Figure 3. CENP-A K124 Ubiquitylation Is Required for CENP-A Localization at Centromeres.

Figure 3

(A) (Top) C-terminal conserved region between S. cerevisiae Cse4 and human CENP-A. The ubiquitylation site (lysine 124) on human CENP-A is indicated, and the CATD is underlined. (Bottom) Lysine 124 on CENP-A is a ubiquitylation site in vivo. Collision-induced dissociation analysis of the VTLFPKGGDVQLAR (m/z 500.94) peptide is displayed (coverage 55%). The b (blue) and y (red) ions detected during fragmentation are highlighted in the table. The y-7 ion (m/z 943.4890) confirms the modification of K124 by the di-glycine motif (see Table S7).

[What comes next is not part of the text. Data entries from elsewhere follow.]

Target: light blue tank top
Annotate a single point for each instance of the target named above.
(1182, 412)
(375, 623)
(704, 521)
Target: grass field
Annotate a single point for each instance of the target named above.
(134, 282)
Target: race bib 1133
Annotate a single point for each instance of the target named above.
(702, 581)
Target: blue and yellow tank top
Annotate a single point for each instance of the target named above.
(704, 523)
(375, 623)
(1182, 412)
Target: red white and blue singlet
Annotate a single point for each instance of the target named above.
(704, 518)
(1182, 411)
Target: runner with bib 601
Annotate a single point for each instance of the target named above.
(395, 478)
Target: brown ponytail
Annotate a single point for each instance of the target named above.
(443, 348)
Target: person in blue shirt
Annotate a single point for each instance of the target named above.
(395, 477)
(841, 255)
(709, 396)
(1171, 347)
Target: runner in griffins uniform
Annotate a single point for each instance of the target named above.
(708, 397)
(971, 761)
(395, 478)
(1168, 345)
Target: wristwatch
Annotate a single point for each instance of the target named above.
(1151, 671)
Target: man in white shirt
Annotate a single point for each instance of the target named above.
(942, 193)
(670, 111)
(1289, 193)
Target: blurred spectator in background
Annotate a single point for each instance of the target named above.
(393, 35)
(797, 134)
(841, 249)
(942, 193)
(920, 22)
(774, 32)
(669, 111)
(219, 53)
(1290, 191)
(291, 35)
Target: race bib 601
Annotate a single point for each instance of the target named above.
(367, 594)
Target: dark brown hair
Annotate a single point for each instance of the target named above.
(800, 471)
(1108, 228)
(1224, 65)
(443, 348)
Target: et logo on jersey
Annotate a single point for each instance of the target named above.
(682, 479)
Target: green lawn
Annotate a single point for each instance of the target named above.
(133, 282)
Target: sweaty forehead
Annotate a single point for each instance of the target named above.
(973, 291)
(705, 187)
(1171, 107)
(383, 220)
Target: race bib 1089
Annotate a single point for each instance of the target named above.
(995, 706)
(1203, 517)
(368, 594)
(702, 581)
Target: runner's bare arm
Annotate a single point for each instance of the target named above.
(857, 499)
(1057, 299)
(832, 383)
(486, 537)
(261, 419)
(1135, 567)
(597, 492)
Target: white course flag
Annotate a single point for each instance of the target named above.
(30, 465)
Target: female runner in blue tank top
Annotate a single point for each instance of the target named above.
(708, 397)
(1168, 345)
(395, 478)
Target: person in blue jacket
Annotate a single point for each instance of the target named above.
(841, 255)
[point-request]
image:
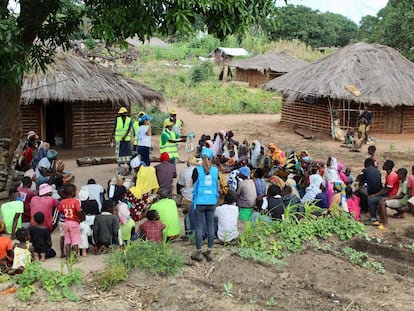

(B) The CENP-A K124R mutant delocalizes from centromeres (see Immunofluorescence in Supplemental Experimental Procedures). DAPI (blue), Flag (green), and endogenous CENP-B (red) as a centromere location control were visualized. Note that diffused signals appear in the exogenous CENP-A-Flag over-expression, presumably because its expression level is approximately 1.0–1.4 orders of magnitude (10- to 25-fold) higher than endogenous CENP-A (data not shown). Representative images of other cell-cycle stages are shown in Figure S4D. Scale bar, 10 μm.

(C) Histograms summarizing the localization patterns shown in (B). More than 50 metaphase cells were counted per experiment (n ≥ 3 experiments), and the mean percentages (±SD) are shown. “Others (Non-centromere)” indicates mostly damaged cells, dead cells, or cells with nucleolar localization (only in inter-phase) presumably due to transfection or other treatments. Histograms of other cell-cycle stages are shown in Figure S4E. ***p < 0.001 compared with CENP-A WT-Flag (Student's t test).

(D) The CENP-A K124R mutation abrogates ubiquitylation of CENP-A in vivo (see Experimental Procedures). WT, CENP-A (WT)-Flag; K124R, CENP-A (K124R)-Flag.

(E) The CENP-A K124R mutation abrogates ubiquitylation of CENP-A in vitro (see Experimental Procedures). 6xHis-tagged components (CLU4A, RBX1, and COPS8) are shown in the upper table. Band of putative GST-CENP-A-Ub is indicated with arrow.

(F) (Top) The CENP-A K124R mutation reduces the interaction with HJURP in vivo (see Immunoprecipitation Assay in Supplemental Experimental Procedures; see also Discussion and Figures S5E and S7E). Proteins in 2% of the total cell lysates (T) and immunoprecipitates (P) were detected. (Bottom) Histogram shows quantified coprecipitated endogenous HJURP bands represented in (top) (ratio to Flag band signal normalized with pTRM4-CENP-A WT-Flag-transfected cells [left column]). Experiments were repeated (n ≥ 4 experiments), and mean percentages (±SD) are shown. ****p < 0.0001 compared with pTRM4-CENP-A WT-Flag-transfected cells (left column, Student's t test).